Bu utanç verici faşizm iklimi, Tanpınar'ın bir diktatörün düşüşü ardından kaleme aldığı meşhur makalesini hatırlattı. Bu önemli makalede Tanpınar, diktatörü ve bir diktatörün bazı özelliklerini öyle iyi resmediyor ki, anlattığı kişinin yerine bir başka diktatörü koyunca dahi yazı anlamını, açıklayacılığını koruyor. Aşağıda, Tanpınar'ın yazdıklarını, diktatörün ismi çıkarılmış biçimde bulacaksınız. Diktatörün yerine başka bir diktatörün ismini koyunca, yazının hala ne kadar anlamlı olduğunu göreceksiniz. Söz Tanpınar'ın (Yaşadığım Gibi, Dergâh Yayınları, Aralık 2000, Üçüncü baskı):

“Modern diktatörlerin büyük vasfı hâdiselerin peşinde gitmeleridir. …....... de öyle yaptı. En kolay tarafı, herkesin gittiği yolu tercih etti. Bir Avrupa birliğinin, bir Akdeniz federasyonunun sağlam bir uzvu olacak bir ….......'yı kuracağı yerde eski ….......'yı diriltmek istedi. ….......'in harmanisi, ….......'in tacı onu günün hakikatlerinden öbür tarafa çekti. Realiteyi bir opera dekoruna feda etti. Muztarip milletlere el uzatacağı yerde onları bir sansar gibi boğmağı tercih etti.
 
Bir insan sansar olabilirdi. Fakat dünya tavuk kümesi olmağa razı olamazdı. …....... küçük bir hesap meselesinde aldandı.
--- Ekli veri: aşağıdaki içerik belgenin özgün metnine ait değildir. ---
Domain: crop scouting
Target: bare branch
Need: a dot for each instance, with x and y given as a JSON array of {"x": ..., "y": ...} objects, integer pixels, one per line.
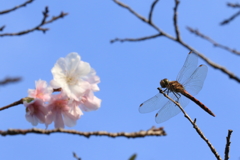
[
  {"x": 14, "y": 8},
  {"x": 135, "y": 40},
  {"x": 226, "y": 21},
  {"x": 132, "y": 11},
  {"x": 227, "y": 148},
  {"x": 194, "y": 125},
  {"x": 233, "y": 5},
  {"x": 175, "y": 18},
  {"x": 151, "y": 10},
  {"x": 196, "y": 32},
  {"x": 38, "y": 27},
  {"x": 150, "y": 132},
  {"x": 10, "y": 80},
  {"x": 214, "y": 65},
  {"x": 75, "y": 156}
]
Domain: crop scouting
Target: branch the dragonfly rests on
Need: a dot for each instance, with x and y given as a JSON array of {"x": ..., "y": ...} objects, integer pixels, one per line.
[
  {"x": 143, "y": 133},
  {"x": 194, "y": 125}
]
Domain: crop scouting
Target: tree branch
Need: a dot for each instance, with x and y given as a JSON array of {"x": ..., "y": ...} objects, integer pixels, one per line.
[
  {"x": 226, "y": 21},
  {"x": 14, "y": 8},
  {"x": 135, "y": 39},
  {"x": 196, "y": 32},
  {"x": 214, "y": 65},
  {"x": 38, "y": 27},
  {"x": 151, "y": 132},
  {"x": 151, "y": 11},
  {"x": 194, "y": 125},
  {"x": 227, "y": 148}
]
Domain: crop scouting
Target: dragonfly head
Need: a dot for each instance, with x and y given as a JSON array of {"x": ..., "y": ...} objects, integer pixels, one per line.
[{"x": 164, "y": 83}]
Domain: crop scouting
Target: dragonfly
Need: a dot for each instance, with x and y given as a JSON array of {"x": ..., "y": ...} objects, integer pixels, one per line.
[{"x": 188, "y": 83}]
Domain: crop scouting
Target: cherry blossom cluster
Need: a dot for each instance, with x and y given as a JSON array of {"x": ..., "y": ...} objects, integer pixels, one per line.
[{"x": 76, "y": 81}]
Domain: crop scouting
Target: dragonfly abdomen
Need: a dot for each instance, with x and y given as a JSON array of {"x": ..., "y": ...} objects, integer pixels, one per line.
[{"x": 186, "y": 94}]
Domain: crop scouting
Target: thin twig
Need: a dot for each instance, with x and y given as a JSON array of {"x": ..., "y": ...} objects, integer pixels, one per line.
[
  {"x": 175, "y": 18},
  {"x": 151, "y": 11},
  {"x": 208, "y": 61},
  {"x": 150, "y": 132},
  {"x": 14, "y": 8},
  {"x": 194, "y": 125},
  {"x": 38, "y": 27},
  {"x": 12, "y": 104},
  {"x": 227, "y": 148},
  {"x": 196, "y": 32},
  {"x": 226, "y": 21},
  {"x": 136, "y": 39},
  {"x": 10, "y": 80}
]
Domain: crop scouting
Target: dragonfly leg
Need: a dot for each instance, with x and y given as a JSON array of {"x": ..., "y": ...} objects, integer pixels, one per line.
[{"x": 177, "y": 95}]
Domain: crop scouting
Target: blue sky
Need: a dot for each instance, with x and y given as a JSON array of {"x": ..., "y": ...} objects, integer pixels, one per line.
[{"x": 129, "y": 72}]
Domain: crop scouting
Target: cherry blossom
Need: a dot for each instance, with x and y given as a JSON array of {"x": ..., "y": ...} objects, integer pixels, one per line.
[
  {"x": 62, "y": 112},
  {"x": 35, "y": 111},
  {"x": 68, "y": 75},
  {"x": 42, "y": 91}
]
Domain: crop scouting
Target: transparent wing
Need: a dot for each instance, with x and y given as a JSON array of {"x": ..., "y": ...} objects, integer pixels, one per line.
[
  {"x": 153, "y": 103},
  {"x": 188, "y": 68},
  {"x": 170, "y": 110},
  {"x": 195, "y": 82}
]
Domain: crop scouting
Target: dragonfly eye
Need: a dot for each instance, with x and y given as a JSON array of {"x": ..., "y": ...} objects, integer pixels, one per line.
[{"x": 164, "y": 83}]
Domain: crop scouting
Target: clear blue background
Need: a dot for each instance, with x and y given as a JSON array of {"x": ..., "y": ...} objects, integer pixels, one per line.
[{"x": 130, "y": 74}]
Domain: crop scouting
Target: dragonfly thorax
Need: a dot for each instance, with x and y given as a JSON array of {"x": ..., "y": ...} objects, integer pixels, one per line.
[{"x": 164, "y": 83}]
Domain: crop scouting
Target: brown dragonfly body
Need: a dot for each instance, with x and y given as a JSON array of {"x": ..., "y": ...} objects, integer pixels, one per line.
[
  {"x": 188, "y": 83},
  {"x": 176, "y": 88}
]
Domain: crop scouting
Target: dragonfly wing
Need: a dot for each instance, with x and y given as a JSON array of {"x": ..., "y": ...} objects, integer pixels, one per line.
[
  {"x": 195, "y": 82},
  {"x": 170, "y": 110},
  {"x": 188, "y": 68},
  {"x": 153, "y": 103}
]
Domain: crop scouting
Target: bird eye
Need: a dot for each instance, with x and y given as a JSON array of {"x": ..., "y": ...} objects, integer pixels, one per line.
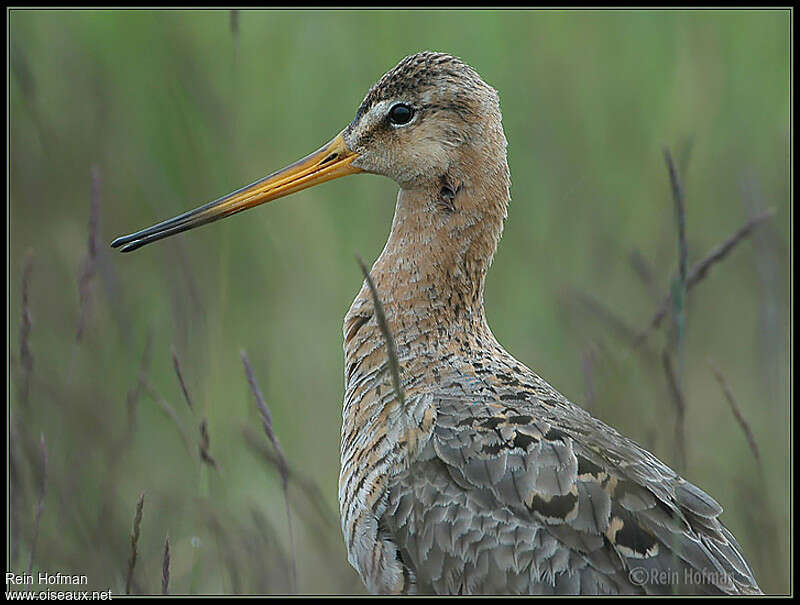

Fakat o, her şeyde aldandı. Evvelâ dünyayı hesab ederken aldandı, sonra kendi şahsında, kuvvetlerini hesapta aldandı. İyi bakılırsa onun hayatı kadar tamamlanmamış hayat pek azdır. Bir halk adamı olarak işe başladı. Fakat bir zümre adamı olarak iş başına geçti. ….......'ya hizmet etmek istedi. Fakat millet adamı olmak şöyle dursun, sadece bir "condottiere" olarak …....... ordusunda ücretli askerlikle talimini tamamladı. Büyütmek istediği ….......'yı ikiye ayırdı.” (Sayfa 72)

“Söz çok defa büyüklüğü Ööldürür. Çünkü insanı üst üste ve çok kolay zaferler kazanmağa alıştırır. …....... kendi zümresini her gün bir yalan ve ümitle, sözünün sihri ve diyalektiğinin kuvvetiyle avuturken bugünkü sukutunu kendisi hazırlıyordu. Fakat söz korkunç bir silâhtır. O insanı yavaş yavaş soyar, çıplak bırakır.” (Sayfa 73)

“Kendisini bildi bileli mitingte, konferansta, merasim alayında vehminin, kudretinin, kininin, cinnetinin kudurttuğu bir kalabalık karşısında yaşayan bu adam, senelerden beri bütün çizgilerini değiştiren, buutlarını sonsuzluğa doğru uzatan, sözüne, el işaretine, bakışına mucizeli derinlikler veren bu sihirli aynadan, günün her saatinde kendisine yüzbinlerin tuttuğu bu aynadan mahrum kalıyor. Hakikaten hazin bir talih!” (Sayfa 74)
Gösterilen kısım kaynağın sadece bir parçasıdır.